为什么composer被设计为使用两个文件:composer.json和composer.lock,而不是一个

I want to create my own package manager, and currently reviewing existing solutions.

I'm playing with PHP's Composer now, and it was quite surprising that it has two files:

  • composer.json for project configuration, and non-pinned dependencies

  • composer.lock for exact pinned dependencies

I do understand why one needs to pin dependencies, .lock information by itself seems logical to me.

What I do not understand is why project metadata was split into two files.

Can anyone explain, why it was designed this way? Why deps could not be pinned right in the composer.json?
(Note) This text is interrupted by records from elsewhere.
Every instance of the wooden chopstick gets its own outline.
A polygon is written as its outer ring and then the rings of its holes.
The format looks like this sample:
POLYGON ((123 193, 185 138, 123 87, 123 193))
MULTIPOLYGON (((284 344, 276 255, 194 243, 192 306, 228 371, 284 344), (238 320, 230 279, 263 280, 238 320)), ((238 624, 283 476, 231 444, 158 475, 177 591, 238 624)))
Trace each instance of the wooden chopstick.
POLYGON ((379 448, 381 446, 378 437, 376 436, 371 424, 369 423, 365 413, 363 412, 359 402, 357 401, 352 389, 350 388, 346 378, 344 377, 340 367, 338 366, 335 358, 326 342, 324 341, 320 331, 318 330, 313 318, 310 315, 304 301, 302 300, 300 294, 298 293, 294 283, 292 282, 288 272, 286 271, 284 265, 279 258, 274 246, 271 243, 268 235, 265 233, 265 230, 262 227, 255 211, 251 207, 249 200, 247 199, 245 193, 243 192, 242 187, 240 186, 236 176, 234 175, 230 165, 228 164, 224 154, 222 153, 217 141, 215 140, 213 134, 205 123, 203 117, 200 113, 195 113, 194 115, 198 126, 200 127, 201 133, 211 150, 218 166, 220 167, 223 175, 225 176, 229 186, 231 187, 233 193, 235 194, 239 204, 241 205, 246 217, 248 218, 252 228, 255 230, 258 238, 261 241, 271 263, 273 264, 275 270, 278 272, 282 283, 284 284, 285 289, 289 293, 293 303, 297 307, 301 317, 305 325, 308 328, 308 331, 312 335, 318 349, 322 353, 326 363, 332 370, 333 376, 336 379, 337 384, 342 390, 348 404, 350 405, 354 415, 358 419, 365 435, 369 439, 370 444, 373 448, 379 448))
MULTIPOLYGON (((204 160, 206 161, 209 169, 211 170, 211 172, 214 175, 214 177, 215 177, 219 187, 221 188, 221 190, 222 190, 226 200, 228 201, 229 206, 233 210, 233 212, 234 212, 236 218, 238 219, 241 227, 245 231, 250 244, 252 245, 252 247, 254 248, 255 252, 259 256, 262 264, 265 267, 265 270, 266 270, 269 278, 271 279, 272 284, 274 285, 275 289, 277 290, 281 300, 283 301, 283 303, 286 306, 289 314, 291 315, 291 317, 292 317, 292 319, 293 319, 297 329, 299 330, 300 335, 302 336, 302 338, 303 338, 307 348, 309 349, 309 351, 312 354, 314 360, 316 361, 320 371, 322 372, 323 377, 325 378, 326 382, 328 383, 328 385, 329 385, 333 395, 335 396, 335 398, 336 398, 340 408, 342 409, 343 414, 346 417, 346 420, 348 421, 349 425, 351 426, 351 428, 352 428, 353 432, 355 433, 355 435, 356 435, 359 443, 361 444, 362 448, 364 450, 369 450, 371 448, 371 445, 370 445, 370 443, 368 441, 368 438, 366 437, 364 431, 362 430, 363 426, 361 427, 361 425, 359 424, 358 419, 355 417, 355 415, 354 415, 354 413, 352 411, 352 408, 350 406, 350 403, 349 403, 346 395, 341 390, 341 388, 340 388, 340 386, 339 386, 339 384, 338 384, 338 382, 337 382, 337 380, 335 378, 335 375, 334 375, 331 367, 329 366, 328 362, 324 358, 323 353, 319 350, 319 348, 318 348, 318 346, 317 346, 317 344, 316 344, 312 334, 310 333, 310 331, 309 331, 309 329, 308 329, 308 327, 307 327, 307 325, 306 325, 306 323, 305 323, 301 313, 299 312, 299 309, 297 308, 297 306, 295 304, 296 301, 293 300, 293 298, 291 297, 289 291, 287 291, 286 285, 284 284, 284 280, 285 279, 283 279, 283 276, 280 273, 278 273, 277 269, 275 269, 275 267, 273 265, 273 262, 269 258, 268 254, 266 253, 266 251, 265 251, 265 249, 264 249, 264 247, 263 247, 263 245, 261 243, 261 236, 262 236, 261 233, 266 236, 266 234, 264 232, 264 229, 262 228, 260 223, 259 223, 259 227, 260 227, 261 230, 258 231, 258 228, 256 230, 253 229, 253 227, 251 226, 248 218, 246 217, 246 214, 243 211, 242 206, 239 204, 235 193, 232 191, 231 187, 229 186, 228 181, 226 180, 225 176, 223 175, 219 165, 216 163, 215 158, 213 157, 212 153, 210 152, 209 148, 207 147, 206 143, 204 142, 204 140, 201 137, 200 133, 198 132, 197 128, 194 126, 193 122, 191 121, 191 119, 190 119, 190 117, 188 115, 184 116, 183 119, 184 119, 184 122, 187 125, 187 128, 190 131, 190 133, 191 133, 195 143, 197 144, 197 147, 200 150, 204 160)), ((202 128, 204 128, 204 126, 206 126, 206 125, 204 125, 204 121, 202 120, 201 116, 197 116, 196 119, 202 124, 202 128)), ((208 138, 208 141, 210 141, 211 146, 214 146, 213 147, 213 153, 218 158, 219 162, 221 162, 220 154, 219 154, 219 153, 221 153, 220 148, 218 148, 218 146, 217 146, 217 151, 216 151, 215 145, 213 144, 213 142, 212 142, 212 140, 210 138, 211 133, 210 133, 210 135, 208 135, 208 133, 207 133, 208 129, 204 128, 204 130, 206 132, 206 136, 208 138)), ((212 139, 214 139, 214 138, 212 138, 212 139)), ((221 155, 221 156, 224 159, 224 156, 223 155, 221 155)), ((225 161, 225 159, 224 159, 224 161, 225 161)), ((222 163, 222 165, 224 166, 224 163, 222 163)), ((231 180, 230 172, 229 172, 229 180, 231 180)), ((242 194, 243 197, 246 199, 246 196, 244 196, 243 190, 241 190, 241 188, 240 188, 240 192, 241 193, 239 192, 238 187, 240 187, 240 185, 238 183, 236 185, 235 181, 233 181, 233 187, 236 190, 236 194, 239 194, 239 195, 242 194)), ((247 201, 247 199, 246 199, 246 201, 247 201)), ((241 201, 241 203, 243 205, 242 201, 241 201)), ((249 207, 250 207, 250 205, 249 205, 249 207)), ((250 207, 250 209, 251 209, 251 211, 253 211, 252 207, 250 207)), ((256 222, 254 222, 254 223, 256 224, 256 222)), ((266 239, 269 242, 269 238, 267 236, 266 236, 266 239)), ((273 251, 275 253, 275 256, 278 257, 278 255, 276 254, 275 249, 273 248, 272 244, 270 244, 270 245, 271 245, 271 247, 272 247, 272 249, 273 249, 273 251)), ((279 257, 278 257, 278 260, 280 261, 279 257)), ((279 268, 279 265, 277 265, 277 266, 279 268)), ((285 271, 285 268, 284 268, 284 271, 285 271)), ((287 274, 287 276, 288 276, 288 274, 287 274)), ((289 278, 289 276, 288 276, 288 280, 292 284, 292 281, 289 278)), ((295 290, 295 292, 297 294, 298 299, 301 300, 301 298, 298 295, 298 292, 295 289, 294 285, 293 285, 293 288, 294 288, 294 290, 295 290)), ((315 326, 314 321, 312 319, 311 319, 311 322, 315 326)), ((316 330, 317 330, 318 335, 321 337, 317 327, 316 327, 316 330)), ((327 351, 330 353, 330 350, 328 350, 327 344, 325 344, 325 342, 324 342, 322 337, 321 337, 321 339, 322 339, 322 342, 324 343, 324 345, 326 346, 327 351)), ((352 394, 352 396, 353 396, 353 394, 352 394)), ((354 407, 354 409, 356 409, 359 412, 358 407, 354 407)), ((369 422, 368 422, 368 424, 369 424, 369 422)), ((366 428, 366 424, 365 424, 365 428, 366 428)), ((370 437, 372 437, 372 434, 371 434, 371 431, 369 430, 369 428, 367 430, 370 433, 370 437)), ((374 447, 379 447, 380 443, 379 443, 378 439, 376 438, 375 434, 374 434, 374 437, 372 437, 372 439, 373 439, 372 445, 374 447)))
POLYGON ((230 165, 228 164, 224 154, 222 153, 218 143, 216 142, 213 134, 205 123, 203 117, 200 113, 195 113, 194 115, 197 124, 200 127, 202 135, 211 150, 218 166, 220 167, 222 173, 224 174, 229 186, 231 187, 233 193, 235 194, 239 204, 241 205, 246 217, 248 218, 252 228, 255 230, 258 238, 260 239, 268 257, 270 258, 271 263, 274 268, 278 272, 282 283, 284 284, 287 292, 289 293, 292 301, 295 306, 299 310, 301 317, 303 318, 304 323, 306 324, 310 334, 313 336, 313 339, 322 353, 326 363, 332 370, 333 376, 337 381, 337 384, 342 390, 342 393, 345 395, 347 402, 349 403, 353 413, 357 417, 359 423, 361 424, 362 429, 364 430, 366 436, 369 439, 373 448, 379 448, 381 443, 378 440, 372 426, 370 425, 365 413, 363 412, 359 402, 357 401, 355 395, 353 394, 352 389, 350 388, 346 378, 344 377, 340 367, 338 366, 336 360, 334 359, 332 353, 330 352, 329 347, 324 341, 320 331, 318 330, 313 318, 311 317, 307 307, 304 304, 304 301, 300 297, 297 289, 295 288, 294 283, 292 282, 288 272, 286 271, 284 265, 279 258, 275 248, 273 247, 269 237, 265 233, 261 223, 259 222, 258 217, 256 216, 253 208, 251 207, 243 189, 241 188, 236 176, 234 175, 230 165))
UPD. Turns out, Rust's Cargo has the same two file configuration in place, and has a nice explanation of the meaning of the .lock file: http://doc.crates.io/guide.html#cargotoml-vs-cargolock

.lock information is absolutely pinned, typically created by a composer update request based on the json information... but developers don't necessarily want to pin everything to an exact version, and without that .json file they have to upgrade the .lock file manually for every version upgrade of their dependencies.

The .lock also holds dependencies of dependencies, and dependencies of dependencies of dependencies, etc... whereas the .json file only holds immediate dependencies.... and as a developer, you should only need to control your immediate dependencies, and allow those libraries to control their own dependencies via their own .json files

Basically, you should build your application against the json but deploy against the .lock

During development, you usually want to be able to upgrade to the latest compatible version of dependencies easily. composer.json has the information on what the dependencies are and which versions are compatible. composer.lock lacks the compatibility information, it may say that the package was built against version 2.2.7 of a dependency but information is missing about rules such as that versions >= 2.1 and < 3 of that dependency are compatible while lower versions aren't and the next major version isn't guaranteed to be so play it safe.

When building for testing or release, on the other hand, it's necessary to make sure you build against the exact same set of dependency versions every time. composer.lock allows that by listing out the exact versions used. Even if new versions of dependencies come out, the dependency pinning insures that the build won't change so you won't have to worry about changes in behavior caused by changes in dependency packages.